Slip and Fall Lawyer Ventura, CA
What Is the Definition of Negligence?
The Legal Information Institute defines negligence as “a failure to behave with the level of care that someone of ordinary prudence would have exercised under the same circumstances. The behavior usually consists of actions, but can also consist of omissions when there is some duty to act (e.g., a duty to help victims of one’s previous conduct).”
Most personal injury lawsuits are grounded in negligence, meaning that you’re not accusing the defendant(s) of deliberately or maliciously injuring you. Rather, you’re claiming that he, she or they acted recklessly or in disregard of your safety and welfare, resulting in your injury.
What are the Elements of Proof for Negligence?

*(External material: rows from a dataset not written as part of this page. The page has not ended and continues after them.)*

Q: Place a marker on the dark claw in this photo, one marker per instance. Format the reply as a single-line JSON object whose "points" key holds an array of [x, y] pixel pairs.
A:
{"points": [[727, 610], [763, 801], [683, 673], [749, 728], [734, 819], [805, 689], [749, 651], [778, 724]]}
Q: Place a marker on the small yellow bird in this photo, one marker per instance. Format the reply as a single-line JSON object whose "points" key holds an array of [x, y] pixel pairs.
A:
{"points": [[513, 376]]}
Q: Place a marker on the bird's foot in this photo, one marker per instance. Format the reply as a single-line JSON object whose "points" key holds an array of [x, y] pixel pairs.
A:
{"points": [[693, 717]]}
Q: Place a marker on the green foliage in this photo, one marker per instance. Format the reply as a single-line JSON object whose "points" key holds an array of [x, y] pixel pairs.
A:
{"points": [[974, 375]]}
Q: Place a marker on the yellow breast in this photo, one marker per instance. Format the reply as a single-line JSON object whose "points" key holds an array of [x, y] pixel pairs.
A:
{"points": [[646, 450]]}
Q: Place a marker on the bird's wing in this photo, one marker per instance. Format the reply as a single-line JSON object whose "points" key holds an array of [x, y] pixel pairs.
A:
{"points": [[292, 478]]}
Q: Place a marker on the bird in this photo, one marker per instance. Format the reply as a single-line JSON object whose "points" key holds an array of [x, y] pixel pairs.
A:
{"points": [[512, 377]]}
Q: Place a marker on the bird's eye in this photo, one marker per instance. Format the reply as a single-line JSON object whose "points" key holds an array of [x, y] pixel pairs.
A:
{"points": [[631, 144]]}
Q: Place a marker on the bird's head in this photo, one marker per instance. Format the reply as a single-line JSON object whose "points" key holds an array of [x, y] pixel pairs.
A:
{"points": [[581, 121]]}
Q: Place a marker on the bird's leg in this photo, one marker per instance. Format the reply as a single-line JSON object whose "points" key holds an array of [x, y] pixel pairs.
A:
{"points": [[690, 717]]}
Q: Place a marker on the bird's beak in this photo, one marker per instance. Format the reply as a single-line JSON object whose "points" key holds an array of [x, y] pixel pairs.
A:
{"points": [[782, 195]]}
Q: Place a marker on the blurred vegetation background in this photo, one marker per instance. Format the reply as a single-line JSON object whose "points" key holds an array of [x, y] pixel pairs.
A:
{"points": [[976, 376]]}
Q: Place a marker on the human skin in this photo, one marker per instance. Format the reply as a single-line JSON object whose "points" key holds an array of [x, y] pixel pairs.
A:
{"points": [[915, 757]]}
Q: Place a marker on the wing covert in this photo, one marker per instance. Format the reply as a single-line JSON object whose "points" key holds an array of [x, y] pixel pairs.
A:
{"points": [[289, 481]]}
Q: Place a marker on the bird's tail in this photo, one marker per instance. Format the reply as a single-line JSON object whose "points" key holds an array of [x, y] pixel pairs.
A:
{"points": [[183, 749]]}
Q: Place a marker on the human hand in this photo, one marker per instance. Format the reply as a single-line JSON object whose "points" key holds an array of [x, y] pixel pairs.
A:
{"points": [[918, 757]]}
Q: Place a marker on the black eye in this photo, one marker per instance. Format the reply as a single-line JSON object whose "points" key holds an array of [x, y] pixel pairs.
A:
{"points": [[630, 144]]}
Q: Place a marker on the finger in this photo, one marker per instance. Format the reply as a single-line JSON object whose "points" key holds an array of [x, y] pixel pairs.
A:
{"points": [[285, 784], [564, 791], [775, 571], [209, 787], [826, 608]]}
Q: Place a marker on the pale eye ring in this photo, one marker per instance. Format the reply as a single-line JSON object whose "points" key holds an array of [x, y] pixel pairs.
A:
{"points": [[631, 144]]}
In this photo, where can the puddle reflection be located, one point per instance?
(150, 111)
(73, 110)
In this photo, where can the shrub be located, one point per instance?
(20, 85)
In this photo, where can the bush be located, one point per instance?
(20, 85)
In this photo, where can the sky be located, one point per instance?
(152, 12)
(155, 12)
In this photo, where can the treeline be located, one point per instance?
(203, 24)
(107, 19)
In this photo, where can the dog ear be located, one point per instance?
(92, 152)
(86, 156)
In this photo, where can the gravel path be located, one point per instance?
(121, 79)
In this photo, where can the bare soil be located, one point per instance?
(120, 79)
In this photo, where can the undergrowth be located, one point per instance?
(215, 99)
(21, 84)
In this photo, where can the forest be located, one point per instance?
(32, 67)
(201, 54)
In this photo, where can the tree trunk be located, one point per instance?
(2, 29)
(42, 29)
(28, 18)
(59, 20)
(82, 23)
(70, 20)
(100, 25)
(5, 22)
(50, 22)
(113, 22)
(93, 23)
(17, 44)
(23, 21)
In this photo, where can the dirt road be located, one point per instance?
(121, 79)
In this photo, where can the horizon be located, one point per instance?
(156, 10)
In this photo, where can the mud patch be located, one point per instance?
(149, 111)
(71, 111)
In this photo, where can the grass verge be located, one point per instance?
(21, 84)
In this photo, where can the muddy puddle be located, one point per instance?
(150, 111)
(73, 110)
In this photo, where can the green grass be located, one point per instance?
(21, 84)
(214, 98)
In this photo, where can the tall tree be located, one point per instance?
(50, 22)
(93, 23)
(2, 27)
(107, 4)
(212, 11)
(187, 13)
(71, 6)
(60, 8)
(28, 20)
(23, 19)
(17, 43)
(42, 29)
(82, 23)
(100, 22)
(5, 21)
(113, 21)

To win your personal injury lawsuit based on negligence, you and your lawyer will need to present sufficient evidence in court to prove the following:
- That the defendant owed you a duty of care
- That he, she or it breached that duty
- That you sustained injury as a result of this breach
- That the breach was the main cause, called proximate cause, of your injury
- That your injuries resulted in economic and noneconomic damages which the defendant is legally obligated to pay
What is a Duty of Care?
The precise duty of care the defendant owed you will depend on the type of injury you sustained and the person or entity who owed it to you. For instance, the duty of care your physician owes you is considerably different than the duty of care that all other drivers owe you when they get behind the wheels of their respective vehicles or the duty of care a product manufacturer owes you to produce a safe product.
In a medical malpractice lawsuit with multiple defendants, the duty of care owed by each of them may also be different. For instance, your doctor’s duty of care differs substantially from that of your nurse, your physical therapist, your pharmacist, and the hospital or other facility in which your injury occurred.
Who Qualifies as an Expert Witness?
One of the main reasons why you need an experienced local personal injury lawyer to represent you is that he or she may well need to obtain the services of expert witnesses to testify on your behalf. An expert witness is someone recognized as an authority in his or her field. In a medical malpractice lawsuit, each of your expert witnesses usually must match one of the defendants in terms of education, background, practice area and other important aspects. In other words, if you’re suing your surgeon, your expert witness needs to also be a surgeon practicing the same type of surgery.